Given	{	Lat. of Chester,	53°	12′	{	To find Sun’s Alt.
		Sun’s Dec.	5	29
		Hour III, 30M.	52	30

This is the Case of an oblique spheric Triangle, wherein are two Sides and one Angle between them given, to find the Sun’s Azimuth, and the Sun’s Co-Alt.
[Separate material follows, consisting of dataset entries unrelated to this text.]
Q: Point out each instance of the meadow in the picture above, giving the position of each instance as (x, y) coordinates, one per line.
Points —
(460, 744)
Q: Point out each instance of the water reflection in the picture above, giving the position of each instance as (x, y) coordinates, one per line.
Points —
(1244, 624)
Side	84.	31	{	Sum of Sides	121.	19
Side	36.	48		Diff. of Sides	47.	43

(3​1⁄2 Hour) Angle contained	52.	30
Half ditto	26.	15	{	Co.	63.	45
Half Sum of Sides	60.	39			29.	22
Half Difference ditto	23.	51			66.	9

As Sine of 1⁄2 Sum of Sides	60.	39	0.05966	Co-Ar.
To Sine of 1⁄2 Difference of Sides	23.	51	9.60675
So Co-Tangent 1⁄2 contained Angle	63.	45	10.30703
	———		————
To T. of 1⁄2 Diff. of the other two Angles	43.	15	9.97344

As Co-Sine 1⁄2 Sum of Sides	29.	21	0.30968	Co-Ar.
To Co-Sine 1⁄2 Diff.	66.	9	9.96123
So Co-Tangent 1⁄2 contained Angle	63.	45	10.30703
			————
To T. 1⁄2 Sum of other Angles	75.	11	10.57794
Half Diff. before found	43.	15
	———
Sum, is greater Angle	118.	26	= Sun’s Azim.
Diff. is lesser Angle	31.	56	= S’s right Asc.

Then by first Axiom in Trigonometry, to know the Sun’s Altitude say,

As Sine Sun’s right Asc.	31.	56	0.27659
To Sine Co-Lat.	36.	48	9.77744
So Sine of the contained Angle	52.	30	9.89947
			————
To Co-Sine of the Sun’s Alt.	63.	57	9.95350
from	90.
	———
Sun’s Alt.	26.	3

Having Sun’s Alt. to find the Shadow,

As Sine Sun’s Alt.	26.	3	0.35738	Co-Ar.
To Person’s Height,	66	Inches,	1.81954
So Co-Sine of the Sun’s Alt.	63.	57	9.95350
			————
To Length of Shadow,	135	Inches,	2.13042

Then 6(66⁄135 = 11⁄22 − | − 3⁄6 or 1⁄2, i. e. as 22 to 45: supposing the Length of the Shadow divided into 45 Parts; the Height of the Object woud be 22 of those Parts; or not quite half the Length of the Shadow, at half past III.